APP下载

Temperature prediction model for a high-speed motorized spindle based on back-propagation neural network optimized by adaptive particle swarm optimization

2022-10-18LeiChunliZhaoMingqiLiuKaiSongRuizheZhangHuqiang

Lei Chunli Zhao Mingqi Liu Kai Song Ruizhe Zhang Huqiang

(School of Mechanical and Electrical Engineering, Lanzhou University of Technology, Lanzhou 730050, China)

Abstract:To predict the temperature of a motorized spindle more accurately, a novel temperature prediction model based on the back-propagation neural network optimized by adaptive particle swarm optimization (APSO-BPNN) is proposed.
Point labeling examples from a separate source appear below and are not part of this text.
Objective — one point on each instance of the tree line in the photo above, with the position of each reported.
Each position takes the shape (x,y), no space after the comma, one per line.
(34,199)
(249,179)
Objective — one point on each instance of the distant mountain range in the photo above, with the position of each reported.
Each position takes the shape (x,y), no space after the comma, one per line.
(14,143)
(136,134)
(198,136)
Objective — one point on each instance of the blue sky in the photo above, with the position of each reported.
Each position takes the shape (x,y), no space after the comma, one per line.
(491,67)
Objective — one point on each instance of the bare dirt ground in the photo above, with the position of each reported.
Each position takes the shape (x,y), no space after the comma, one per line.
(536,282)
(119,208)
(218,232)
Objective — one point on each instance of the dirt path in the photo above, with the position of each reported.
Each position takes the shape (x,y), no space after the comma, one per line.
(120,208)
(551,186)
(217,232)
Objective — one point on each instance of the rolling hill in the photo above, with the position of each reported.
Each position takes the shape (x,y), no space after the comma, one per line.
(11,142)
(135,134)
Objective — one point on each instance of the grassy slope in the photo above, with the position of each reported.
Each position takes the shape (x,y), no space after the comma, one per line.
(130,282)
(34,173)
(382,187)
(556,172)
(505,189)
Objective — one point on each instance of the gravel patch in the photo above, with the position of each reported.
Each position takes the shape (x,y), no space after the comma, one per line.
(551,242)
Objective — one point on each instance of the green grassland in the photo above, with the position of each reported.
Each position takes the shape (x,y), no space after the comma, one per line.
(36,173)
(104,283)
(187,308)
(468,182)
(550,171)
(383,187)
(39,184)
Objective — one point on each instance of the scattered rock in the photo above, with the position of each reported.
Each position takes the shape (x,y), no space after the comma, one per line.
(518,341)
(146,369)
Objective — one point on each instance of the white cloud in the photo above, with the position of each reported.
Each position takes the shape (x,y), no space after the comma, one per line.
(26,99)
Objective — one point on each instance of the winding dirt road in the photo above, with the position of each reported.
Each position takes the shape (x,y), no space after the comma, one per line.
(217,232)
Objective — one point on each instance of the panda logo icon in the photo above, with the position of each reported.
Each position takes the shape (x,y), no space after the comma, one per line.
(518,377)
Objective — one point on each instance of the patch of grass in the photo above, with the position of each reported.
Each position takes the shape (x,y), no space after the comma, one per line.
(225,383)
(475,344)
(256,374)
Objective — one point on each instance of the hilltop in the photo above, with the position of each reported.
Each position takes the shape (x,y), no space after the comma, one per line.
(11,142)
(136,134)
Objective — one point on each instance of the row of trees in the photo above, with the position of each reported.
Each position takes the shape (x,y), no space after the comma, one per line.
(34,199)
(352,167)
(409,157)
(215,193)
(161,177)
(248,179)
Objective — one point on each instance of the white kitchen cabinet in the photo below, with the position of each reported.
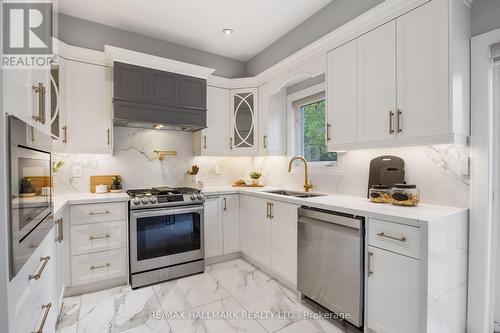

First, on the basis of the PSO-BPNN algorithm, the adaptive inertia weight is introduced to make the weight change with the fitness of the particle, the adaptive learning factor is used to obtain different search abilities in the early and later stages of the algorithm, the mutation operator is incorporated to increase the diversity of the population and avoid premature convergence, and the APSO-BPNN model is constructed. Then, the temperature of different measurement points of the motorized spindle is forecasted by the BPNN, PSO-BPNN, and APSO-BPNN models. The experimental results demonstrate that the APSO-BPNN model has a significant advantage over the other two methods regarding prediction precision and robustness. The presented algorithm can provide a theoretical basis for intelligently controlling temperature and developing an early warning system for high-speed motorized spindles and machine tools.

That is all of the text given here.